As its 15th anniversary approached, Gilead sharpened its focus on its expertise in infectious diseases. In November 2001, the company received FDA approval for a new HIV treatment drug it named Viread. Later in the month, the company sold its oncology business to OSI Pharmaceuticals, Inc. for approximately $170 million, shedding its involvement in developing drugs to treat cancer so more attention could be paid to infectious diseases. At roughly the same time, the company sold the use of its technology library to Cambridge, Massachusetts-based Archemix Corp., a two-year agreement that netted Gilead $17.5 million. In a November 30, 2001 interview with the San Francisco Business Times, John Martin, Gilead's president and chief executive officer at the time, remarked, "This deal is an important step for Gilead as we continue to focus on our core competence."

Gilead's achievements during its first 15 years of business were sufficient to ensure its place among the industry's leading concerns. Years of research and development work, fueled by the investment of millions of dollars, had produced several important drugs whose market appeal had delivered sizable financial rewards. The sale of the company's oncology business left it focused exclusively on the antiviral market, providing a clear indication of which direction Gilead was pointed toward for the future. In December 2002, the company announced an acquisition that promised to bolster its position in the antiviral market considerably. Gilead announced that it had made a $464 million offer for Triangle Pharmaceuticals, Inc. The union of the two companies was viewed as complementary, with Triangle's late-stage HIV candidate Coviracil and its collection of other HIV and chronic hepatitis B therapeutics meshing well with Gilead's antiviral product portfolio. In anticipation of consummating the acquisition, Gilead announced that it would begin developing a co-formulation of Coviracil and Viread, its HIV drug. If successful, the result would be the first combination product dosed as one pill taken daily.

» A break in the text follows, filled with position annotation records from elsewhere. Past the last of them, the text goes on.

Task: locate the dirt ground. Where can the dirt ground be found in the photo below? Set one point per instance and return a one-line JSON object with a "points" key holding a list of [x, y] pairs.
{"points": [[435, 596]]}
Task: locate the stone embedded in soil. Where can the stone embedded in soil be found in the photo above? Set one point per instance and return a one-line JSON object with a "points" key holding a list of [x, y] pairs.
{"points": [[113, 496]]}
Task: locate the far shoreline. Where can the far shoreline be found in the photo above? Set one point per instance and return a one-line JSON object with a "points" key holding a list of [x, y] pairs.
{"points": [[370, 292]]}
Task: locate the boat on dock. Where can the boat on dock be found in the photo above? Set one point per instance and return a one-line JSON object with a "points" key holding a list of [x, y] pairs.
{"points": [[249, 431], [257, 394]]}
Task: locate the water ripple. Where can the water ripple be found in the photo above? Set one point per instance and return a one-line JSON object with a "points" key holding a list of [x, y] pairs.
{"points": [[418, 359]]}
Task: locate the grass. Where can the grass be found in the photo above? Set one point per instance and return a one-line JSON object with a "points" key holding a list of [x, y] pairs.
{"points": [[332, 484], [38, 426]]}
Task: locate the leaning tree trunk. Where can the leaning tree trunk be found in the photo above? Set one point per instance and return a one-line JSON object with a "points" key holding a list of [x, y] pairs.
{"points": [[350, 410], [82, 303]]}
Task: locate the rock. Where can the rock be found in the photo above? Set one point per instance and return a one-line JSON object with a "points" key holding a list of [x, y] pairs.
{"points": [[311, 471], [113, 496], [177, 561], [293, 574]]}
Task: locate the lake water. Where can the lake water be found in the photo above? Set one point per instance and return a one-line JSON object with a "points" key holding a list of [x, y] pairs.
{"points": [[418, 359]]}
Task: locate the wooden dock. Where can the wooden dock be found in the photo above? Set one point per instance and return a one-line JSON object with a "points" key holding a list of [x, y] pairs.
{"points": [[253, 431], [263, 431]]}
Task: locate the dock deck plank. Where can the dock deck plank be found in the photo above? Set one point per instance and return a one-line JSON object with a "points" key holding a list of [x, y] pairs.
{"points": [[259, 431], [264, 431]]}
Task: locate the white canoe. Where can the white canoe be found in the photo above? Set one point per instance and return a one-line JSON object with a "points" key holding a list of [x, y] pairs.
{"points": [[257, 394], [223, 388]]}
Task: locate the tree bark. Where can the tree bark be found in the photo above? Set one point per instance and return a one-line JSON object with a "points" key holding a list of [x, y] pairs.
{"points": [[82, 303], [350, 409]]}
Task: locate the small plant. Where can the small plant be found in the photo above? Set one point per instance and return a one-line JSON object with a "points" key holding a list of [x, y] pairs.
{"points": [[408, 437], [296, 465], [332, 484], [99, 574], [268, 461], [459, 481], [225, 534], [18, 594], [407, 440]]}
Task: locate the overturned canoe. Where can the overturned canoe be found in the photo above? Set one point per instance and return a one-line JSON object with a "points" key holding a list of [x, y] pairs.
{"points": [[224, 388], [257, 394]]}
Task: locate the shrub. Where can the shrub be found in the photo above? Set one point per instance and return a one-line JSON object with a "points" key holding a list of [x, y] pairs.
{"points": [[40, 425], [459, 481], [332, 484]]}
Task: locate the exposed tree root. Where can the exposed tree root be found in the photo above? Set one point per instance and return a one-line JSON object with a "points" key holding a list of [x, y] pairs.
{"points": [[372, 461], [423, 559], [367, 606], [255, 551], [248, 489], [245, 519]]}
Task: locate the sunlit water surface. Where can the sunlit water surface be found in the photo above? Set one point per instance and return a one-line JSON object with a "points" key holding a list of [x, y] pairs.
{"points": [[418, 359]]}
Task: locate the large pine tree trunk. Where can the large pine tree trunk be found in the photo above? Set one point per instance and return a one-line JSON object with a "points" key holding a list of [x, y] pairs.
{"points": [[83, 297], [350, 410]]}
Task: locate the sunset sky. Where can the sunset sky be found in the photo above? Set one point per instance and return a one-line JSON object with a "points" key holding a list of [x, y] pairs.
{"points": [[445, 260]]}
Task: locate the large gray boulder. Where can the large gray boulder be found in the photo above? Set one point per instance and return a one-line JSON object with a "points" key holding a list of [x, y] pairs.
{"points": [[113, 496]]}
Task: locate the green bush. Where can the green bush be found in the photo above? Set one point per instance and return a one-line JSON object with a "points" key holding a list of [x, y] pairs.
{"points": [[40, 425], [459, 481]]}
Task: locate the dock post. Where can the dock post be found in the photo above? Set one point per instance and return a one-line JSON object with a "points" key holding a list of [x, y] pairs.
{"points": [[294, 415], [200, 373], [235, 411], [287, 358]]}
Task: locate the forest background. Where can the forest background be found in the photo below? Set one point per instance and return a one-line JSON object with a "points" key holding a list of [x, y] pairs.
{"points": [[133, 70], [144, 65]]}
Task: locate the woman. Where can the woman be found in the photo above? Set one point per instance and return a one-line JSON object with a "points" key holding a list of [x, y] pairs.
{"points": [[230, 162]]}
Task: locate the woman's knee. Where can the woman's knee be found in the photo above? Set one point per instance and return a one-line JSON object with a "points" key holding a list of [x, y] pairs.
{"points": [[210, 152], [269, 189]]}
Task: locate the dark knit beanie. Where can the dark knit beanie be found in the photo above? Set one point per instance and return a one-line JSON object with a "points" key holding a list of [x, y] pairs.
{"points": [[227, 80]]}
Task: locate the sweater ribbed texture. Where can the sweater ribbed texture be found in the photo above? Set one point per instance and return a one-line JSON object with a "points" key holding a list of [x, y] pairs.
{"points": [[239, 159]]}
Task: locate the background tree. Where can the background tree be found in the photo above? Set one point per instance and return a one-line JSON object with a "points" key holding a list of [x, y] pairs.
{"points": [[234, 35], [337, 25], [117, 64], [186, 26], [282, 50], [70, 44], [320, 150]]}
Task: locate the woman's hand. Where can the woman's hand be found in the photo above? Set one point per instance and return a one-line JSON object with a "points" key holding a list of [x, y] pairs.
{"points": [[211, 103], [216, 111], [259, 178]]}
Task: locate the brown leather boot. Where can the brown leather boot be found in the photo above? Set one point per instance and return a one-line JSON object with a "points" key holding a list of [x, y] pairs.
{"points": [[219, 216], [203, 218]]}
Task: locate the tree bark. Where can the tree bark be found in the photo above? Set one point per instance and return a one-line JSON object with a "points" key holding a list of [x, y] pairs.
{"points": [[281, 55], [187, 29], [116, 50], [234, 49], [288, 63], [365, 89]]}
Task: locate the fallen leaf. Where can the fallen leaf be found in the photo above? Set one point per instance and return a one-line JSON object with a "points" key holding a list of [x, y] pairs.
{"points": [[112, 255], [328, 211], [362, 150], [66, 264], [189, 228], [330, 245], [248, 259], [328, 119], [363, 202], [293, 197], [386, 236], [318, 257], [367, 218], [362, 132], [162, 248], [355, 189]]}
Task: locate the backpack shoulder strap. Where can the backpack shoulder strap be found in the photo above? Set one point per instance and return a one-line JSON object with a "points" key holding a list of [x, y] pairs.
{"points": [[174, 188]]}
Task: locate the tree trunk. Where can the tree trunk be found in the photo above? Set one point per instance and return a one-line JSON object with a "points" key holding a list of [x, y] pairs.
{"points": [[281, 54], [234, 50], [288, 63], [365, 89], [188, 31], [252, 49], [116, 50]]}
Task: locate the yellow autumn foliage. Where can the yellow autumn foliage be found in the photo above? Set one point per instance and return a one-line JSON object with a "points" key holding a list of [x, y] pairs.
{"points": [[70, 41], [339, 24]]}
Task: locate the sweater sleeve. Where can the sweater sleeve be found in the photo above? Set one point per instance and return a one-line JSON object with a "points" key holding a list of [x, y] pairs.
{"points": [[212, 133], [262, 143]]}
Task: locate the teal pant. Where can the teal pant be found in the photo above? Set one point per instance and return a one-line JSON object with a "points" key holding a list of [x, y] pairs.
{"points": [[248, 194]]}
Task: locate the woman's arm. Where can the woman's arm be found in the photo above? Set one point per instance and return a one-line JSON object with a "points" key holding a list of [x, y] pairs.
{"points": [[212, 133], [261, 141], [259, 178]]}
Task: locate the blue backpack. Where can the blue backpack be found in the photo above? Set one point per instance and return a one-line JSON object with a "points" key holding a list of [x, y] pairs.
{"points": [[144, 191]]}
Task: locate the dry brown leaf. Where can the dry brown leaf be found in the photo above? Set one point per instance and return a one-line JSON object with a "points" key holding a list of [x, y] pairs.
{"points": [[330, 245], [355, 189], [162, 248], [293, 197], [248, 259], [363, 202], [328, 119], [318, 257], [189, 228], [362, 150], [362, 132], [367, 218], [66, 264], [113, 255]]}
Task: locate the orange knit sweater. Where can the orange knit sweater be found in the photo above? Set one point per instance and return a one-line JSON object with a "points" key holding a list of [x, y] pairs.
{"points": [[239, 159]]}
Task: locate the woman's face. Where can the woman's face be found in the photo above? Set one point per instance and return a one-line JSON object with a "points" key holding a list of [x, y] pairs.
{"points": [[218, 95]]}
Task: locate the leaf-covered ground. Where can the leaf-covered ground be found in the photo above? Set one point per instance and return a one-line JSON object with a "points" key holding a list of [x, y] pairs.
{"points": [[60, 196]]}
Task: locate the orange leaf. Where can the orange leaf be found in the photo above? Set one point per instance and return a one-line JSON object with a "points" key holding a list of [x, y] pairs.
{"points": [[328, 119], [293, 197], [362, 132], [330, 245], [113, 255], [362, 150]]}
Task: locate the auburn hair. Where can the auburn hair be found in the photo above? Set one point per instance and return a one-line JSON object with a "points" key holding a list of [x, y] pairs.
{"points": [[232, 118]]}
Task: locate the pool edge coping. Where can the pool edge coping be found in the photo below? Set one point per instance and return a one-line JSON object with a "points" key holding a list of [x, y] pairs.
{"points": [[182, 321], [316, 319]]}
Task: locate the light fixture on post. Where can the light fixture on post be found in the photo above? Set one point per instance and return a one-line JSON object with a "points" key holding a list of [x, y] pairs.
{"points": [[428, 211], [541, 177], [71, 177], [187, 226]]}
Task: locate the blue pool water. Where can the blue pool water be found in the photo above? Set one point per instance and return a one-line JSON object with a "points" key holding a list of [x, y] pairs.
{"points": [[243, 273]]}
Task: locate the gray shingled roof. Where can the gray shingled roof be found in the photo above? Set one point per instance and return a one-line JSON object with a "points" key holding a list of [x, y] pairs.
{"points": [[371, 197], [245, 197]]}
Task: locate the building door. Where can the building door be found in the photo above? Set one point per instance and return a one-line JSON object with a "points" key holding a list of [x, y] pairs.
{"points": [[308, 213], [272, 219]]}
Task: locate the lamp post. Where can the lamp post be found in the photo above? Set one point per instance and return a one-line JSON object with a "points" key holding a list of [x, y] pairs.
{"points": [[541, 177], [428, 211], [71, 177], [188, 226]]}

Principal Subsidiaries: Triangle Pharmaceuticals, Inc.

Principal Competitors: Bristol-Meyers Squibb Company; Merck & Co., Inc.; Shire BioChem Inc.

Further Reading:

  • Austin, Marsha, "NeXstar Deal May Mark Change in Biotech Future," Business Journal--Serving Phoenix & The Valley of the Sun, February 18, 2000, p. 17B.
  • Doherty, Brendan, "New AIDS Drug May Be Solid Prescription for Gilead's Profitability," San Francisco Business Times, May 25, 2001, p. 53.
  • Dubroff, Henry, "NeXstar Points Toward Biotech's Future," Denver Business Journal, March 5, 1999, p. 1A.
  • "Gilead Sciences Inc.," Insiders' Chronicle, May 4, 1992, p. 2.
  • "Gilead's Viread Gains FDA Approval," San Francisco Business Times, November 2, 2001, p. 54.
  • Ginsberg, Steve, "Improving Its Vision," San Francisco Business Times, October 6, 1995, p. 3.
  • Gorman, Christine, "Flu Stopper: A New Compound Is Set for Human Testing This Year," Time, February 10, 1997, p. 62.
  • Graebner, Lynn, "Gilead in a Growth Mode," Business Journal, November 19, 1999, p. 20.
  • "OSI Pharmaceuticals Acquires Gilead Cancer Business," Long Island Business News, November 30, 2001, p. 13A.
  • Rauber, Chris, "Gilead's Offering Seeks $42 Million," San Francisco Business Times, December 20, 1991, p. 1.